The Elite Ayrshire Business Circle

The Elite Ayrshire Business Circle

Thursday, 31 December 2009

Scotland must become the green energy powerhouse of Europe

SCOTLAND needs the power to manage its own natural resources so that it can become the energy powerhouse of Europe, First Minister Alex Salmond says in his New Year message.


Mr Salmond predicted a ‘renewables revolution’ emanating from a Scotland which had won the ‘natural lottery’ - with wind, wave and tidal resources offering the capacity to produce some 10 times Scotland’s own electricity requirements.

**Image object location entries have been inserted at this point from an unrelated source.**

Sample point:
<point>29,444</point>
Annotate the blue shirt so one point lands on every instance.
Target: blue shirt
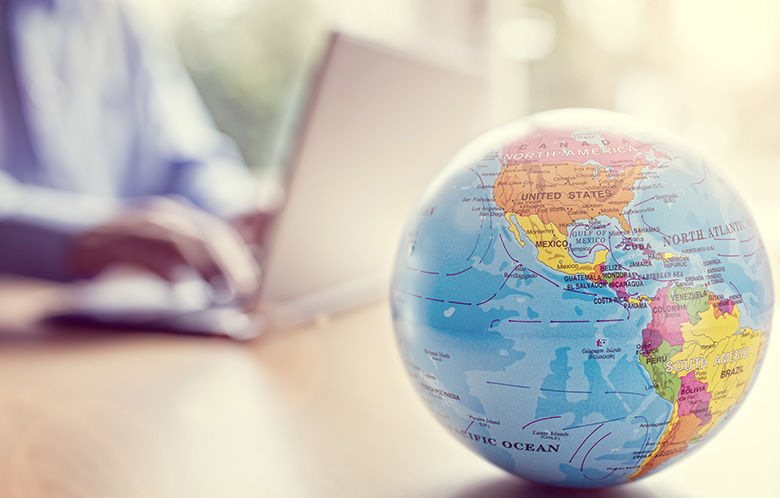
<point>95,115</point>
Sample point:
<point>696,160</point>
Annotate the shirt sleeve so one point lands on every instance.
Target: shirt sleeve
<point>204,165</point>
<point>38,226</point>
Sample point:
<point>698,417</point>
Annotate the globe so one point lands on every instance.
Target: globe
<point>581,299</point>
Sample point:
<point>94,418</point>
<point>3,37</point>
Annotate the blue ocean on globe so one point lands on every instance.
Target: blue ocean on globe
<point>581,299</point>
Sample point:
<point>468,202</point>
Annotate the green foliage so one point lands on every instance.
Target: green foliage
<point>251,69</point>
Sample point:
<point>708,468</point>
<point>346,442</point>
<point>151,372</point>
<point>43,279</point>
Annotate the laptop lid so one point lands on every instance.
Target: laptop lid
<point>378,127</point>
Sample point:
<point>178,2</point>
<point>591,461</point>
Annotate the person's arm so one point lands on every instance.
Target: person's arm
<point>202,164</point>
<point>38,226</point>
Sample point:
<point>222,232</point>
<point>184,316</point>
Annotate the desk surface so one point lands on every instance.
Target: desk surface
<point>324,410</point>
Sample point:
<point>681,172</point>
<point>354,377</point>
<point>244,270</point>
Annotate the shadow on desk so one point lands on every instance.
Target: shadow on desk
<point>513,487</point>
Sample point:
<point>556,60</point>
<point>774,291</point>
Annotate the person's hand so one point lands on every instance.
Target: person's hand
<point>164,236</point>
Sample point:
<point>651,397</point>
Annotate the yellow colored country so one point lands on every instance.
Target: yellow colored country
<point>552,246</point>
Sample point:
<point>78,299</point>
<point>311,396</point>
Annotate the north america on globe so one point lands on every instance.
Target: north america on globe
<point>581,300</point>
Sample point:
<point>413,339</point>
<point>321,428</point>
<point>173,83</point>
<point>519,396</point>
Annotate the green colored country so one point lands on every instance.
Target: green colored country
<point>696,300</point>
<point>667,384</point>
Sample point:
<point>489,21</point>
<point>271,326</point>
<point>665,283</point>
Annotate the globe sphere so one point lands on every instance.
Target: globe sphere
<point>581,299</point>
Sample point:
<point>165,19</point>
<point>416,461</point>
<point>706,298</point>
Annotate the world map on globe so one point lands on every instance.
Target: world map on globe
<point>581,300</point>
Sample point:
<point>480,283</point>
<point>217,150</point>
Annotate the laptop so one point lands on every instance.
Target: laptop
<point>378,125</point>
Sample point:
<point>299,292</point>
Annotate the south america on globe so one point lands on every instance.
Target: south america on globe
<point>581,299</point>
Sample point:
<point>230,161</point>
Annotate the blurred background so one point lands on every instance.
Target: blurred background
<point>705,69</point>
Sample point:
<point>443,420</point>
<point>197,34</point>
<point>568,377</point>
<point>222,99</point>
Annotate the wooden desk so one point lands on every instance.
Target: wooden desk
<point>324,410</point>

The First Minister pointed to the Climate Change Act - setting legally binding targets to cut Scottish greenhouse gas emissions by 42 per cent and 80 per cent by 2020 and 2050 respectively - as the most important legislation passed by the Parliament in 2009, even although world leaders in Copenhagen had failed to commit fully to a way forward.

“In Copenhagen I spoke about Scotland’s energy potential, our green energy potential, our ambition to be the energy powerhouse of Europe,” he said.

“Many countries saw the lead that Scotland was taking as an example of the legislation and of the action that must be taken to protect our planet collectively. Despite the disappointment of Copenhagen, people power internationally will force political leadership to commit to the ambitious targets for their countries that Scotland has already set."

But the FM added that Scotland must get the benefit of its own resources if it was to become a major exporter and the energy powerhouse of the Europe.

He said: “Even now, we’re being held back in the exploitation of these renewables because we now have to pay in Scotland much higher connection charges to the electricity grid than companies have to pay south of the border. That’s totally unfair and totally unacceptable.

“If we're going to make the most of this renewable revolution, then we’re going to have to have equal access to the grid - and the powers for our Parliament to secure that proper access.

“And that’s why it’s important, as we move into this New Year, that the people of Scotland are given their say in making sure that their Parliament can extend its powers to have the ability to mobilise the resources of Scotland for Scotland’s benefit.

“The referendum on the constitution is not an abstraction - it’s not something for politicians. It’s something for every person in Scotland. Because if we’re going to harness the power of Scotland, then we need to give Scotland power.

“So this Ne’er Day, as we look forward to 2010, I’m wishing you a happy New Year - renewing the energy of Scotland, renewing Scotland as a country. Have a guid New Year.”

The Climate Change (Scotland) Bill was passed unanimously by the Parliament. The legislation creates a long-term framework that:

* introduces a statutory target to reduce Scotland’s greenhouse gas emissions by at least 80 per cent by 2050;
* establishes an interim target of at least 42 per cent emissions reductions by 2020;
* establishes a framework of annual targets; and
* includes emissions from international aviation and international shipping.

The Scottish Government has also set green energy targets, including meeting 50 per cent of electricity demand from renewable sources by 2020. With 6.5 Gigawatts of renewables capacity installed, consented or under construction, Scotland has surpassed the interim target of 31 per cent by 2011.

The current charging regime requires electricity generators in Scotland to pay the UK's highest transmission costs, while in parts of the south of England companies actually receive a subsidy. Generators in the north of Scotland face charges of around £21.58 per Kilowatt Hour, yet those in London receive £2.70 per kwH while more than twice that subsidy (£6.68) is paid out to firms in Cornwall, according to National Grid’s own figures.

This means that Scottish generators produce 12 per cent of UK generation, but account for 40 per cent of the transmission costs - or about £100 million per year more than their proportionate share.

The First Minister highlighted concerns that the charging regime creates a significant and fundamental barrier to encouraging renewable energy development in Scotland during his meeting with EU Energy Commissioner Andris Piebalgs in Brussels last month. The National Grid has rejected Scottish Government proposals to adopt a flat rate charge for use of the system but Ministers continue to engage with National Grid and Ofgem to find a way forward.

On November 30 the Scottish Government published a White Paper - Your Scotland, Your Voice - setting out options for Scotland’s constitutional future and paving the way for Ministers to bring forward a Bill in 2010.